L’indice misura l’andamento dell’uguaglianza tra donne e uomini nel tempo, assegnando ogni anno agli Stati membri un punteggio che va da 1 a 100 in ognuno dei seguenti ambiti o “domini chiave”: lavoro, denaro, conoscenza, tempo, potere e salute. I punteggi misurano le differenze che permangono in ciascuno degli ambiti e nell’aggregato: un punteggio di 100 significherebbe che un paese ha raggiunto la piena parità di genere, ma nessun Paese lo ha ancora raggiunto; il punteggio più alto è quello della Svezia (84), il più basso è quello della Grecia (51), e l’Italia si posiziona al quattordicesimo posto con un punteggio complessivo di 63 su 100.

Analizzando in dettaglio le diverse componenti dell’indice emerge, in particolare, che proprio nel dominio del lavoro il punteggio dell’Italia è il più basso tra tutti i Paesi membri: 63, contro l’83 della Svezia e il 72 della media europea. Più specificamente, nel sottodominio relativo alla partecipazione femminile al mercato del lavoro, il tasso di occupazione equivalente a tempo pieno, che tiene conto della maggiore incidenza dell’occupazione a tempo parziale tra le donne, e della durata della vita lavorativa, colloca l’Italia all’ultimo posto della graduatoria con un punteggio pari a 31, contro il 59 della Svezia e il 41 della media europea.

Perché la partecipazione femminile al mercato del lavoro è così bassa nel nostro Paese?

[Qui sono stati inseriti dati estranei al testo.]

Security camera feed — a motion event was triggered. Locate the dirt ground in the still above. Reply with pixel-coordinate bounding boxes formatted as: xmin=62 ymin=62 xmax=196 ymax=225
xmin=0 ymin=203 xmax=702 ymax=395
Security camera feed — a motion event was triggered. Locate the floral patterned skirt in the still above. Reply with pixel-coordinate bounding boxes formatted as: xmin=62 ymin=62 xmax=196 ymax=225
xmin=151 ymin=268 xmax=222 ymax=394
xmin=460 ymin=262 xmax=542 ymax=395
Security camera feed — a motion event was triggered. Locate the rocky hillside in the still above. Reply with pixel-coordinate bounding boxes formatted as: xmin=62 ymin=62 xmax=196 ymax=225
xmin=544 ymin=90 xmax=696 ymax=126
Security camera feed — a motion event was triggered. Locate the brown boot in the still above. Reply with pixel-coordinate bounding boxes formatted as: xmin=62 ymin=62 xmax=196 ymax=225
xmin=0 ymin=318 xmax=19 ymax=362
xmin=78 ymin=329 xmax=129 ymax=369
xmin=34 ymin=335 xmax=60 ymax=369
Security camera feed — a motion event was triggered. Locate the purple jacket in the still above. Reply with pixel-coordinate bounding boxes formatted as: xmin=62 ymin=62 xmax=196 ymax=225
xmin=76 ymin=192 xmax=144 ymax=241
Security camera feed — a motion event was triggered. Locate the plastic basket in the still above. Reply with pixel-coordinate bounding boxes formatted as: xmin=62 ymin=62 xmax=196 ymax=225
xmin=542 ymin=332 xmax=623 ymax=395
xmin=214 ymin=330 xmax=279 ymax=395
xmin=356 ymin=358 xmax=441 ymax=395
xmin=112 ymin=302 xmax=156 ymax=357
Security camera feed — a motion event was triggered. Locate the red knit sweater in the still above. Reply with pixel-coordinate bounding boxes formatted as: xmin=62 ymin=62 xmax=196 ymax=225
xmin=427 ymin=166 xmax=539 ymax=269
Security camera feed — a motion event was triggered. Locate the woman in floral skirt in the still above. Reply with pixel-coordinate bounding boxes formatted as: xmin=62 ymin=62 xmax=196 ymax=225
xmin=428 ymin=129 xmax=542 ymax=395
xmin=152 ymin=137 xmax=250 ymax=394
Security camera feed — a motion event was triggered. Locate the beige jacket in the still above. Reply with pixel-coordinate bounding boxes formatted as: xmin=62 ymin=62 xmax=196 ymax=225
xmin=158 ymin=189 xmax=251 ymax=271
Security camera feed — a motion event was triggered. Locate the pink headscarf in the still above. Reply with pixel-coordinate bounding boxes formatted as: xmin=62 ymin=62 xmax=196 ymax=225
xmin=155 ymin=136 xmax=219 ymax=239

La questione non è nuova; fin dal secolo scorso il Consiglio straordinario sull’occupazione di Lussemburgo (‘97) aveva stabilito negli orientamenti per il 1998 che “gli Stati membri dovrebbero provvedere affinché la loro volontà di promuovere le pari opportunità si concreti in un aumento dell’occupazione femminile” e che “dovrebbero adoperarsi per ridurre il divario tra il tasso di disoccupazione femminile e quello maschile attraverso misure di sostegno attivo dell’occupazione delle donne”, ma i dati mostrano a tutt’oggi una perdurante situazione di stallo, che risulta tanto più preoccupante adesso che la pandemia Covid-19 ha messo in luce la complessità del problema e ha moltiplicato le difficoltà di fare progressi per il nostro Paese.

L’EIGE pubblicherà il prossimo 29 ottobre il nuovo indice sull’uguaglianza di genere 2020 con focus proprio sulle conseguenze della pandemia Covid-19 per l’uguaglianza di genere, ma in attesa di questi nuovi dati può essere utile riconsiderare dal punto di vista economico i termini della complessa questione che lega il rapporto tra le donne e il lavoro (pagato e non pagato).

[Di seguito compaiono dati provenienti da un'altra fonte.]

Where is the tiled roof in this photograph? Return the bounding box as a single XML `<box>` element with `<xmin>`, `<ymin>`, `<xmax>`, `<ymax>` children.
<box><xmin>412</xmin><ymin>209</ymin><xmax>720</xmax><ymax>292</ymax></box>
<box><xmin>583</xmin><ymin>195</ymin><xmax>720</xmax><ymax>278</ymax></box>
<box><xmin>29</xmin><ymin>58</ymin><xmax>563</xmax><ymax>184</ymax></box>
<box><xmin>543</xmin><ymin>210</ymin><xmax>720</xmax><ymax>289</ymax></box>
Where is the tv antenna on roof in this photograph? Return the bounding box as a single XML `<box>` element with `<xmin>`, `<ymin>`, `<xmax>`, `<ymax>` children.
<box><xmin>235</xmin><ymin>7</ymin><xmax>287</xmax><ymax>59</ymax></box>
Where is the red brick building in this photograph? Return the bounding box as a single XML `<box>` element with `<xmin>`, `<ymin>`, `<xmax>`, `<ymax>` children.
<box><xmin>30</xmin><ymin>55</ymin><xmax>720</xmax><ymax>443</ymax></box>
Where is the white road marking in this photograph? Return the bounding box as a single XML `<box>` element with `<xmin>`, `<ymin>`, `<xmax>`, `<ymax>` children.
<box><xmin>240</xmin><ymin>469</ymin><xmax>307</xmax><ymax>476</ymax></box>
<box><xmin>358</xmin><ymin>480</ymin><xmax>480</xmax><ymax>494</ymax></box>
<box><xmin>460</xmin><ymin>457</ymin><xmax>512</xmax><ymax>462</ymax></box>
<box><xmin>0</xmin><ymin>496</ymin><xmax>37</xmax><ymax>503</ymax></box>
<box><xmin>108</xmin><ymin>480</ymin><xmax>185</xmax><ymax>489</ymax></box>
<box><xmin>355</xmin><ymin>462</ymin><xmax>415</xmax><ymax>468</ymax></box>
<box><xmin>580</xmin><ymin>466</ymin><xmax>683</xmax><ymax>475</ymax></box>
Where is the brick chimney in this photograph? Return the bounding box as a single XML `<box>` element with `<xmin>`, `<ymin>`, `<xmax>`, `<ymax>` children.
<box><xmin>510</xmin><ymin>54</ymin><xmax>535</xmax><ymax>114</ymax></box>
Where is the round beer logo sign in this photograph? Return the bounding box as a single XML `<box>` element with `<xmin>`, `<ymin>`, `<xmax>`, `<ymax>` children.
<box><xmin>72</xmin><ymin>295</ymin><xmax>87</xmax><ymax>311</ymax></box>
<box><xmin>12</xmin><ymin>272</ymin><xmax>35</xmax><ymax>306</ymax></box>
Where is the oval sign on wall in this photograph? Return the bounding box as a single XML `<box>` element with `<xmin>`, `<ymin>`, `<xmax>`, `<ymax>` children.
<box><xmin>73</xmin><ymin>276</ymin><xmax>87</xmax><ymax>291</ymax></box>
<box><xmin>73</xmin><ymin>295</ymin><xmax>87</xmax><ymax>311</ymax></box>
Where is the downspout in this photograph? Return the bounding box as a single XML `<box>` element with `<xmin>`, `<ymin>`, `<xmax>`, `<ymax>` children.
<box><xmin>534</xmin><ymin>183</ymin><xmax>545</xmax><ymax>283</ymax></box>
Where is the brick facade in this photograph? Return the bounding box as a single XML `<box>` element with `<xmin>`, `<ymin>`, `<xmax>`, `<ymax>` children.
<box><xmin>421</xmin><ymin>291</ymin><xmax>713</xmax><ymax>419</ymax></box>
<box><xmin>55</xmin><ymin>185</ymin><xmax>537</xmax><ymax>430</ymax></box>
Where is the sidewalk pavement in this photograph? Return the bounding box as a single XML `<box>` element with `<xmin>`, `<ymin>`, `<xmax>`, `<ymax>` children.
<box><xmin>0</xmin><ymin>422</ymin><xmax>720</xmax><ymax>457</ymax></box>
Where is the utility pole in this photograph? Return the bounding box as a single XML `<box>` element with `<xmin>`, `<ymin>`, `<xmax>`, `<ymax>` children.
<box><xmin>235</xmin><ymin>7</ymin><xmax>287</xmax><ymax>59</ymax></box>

Nel bilancio di genere citato in apertura si sottolinea opportunamente che le considerazioni sull’uguaglianza tra donne e uomini “assumono particolare rilevanza quando è possibile identificare chiari (o stereotipati) ruoli di genere rispetto a specifici ambiti, come ad esempio nel caso della tradizionale asimmetria nella distribuzione del lavoro non retribuito di cura, che è svolto prevalentemente dalle donne”, perché le differenze nei tassi di occupazione maschile e femminile riflettono appunto le scelte degli individui sulla divisione del lavoro tra produzione familiare e produzione per il mercato.

Il riferimento economico di base pone attualmente a confronto due modelli: da un lato vi è la rappresentazione tradizionale del valore economico della produzione domestica e delle condizioni che determinano la divisione del lavoro di genere nel contesto dell’economia della famiglia, e dall’altro vi è l’approccio più recente, sviluppato nell’ambito dell’economia dell’identità, che riconosce la rilevanza del condizionamento degli stereotipi anche in contesti di scelta razionale in cui le decisioni individuali siano motivate da preferenze genuine.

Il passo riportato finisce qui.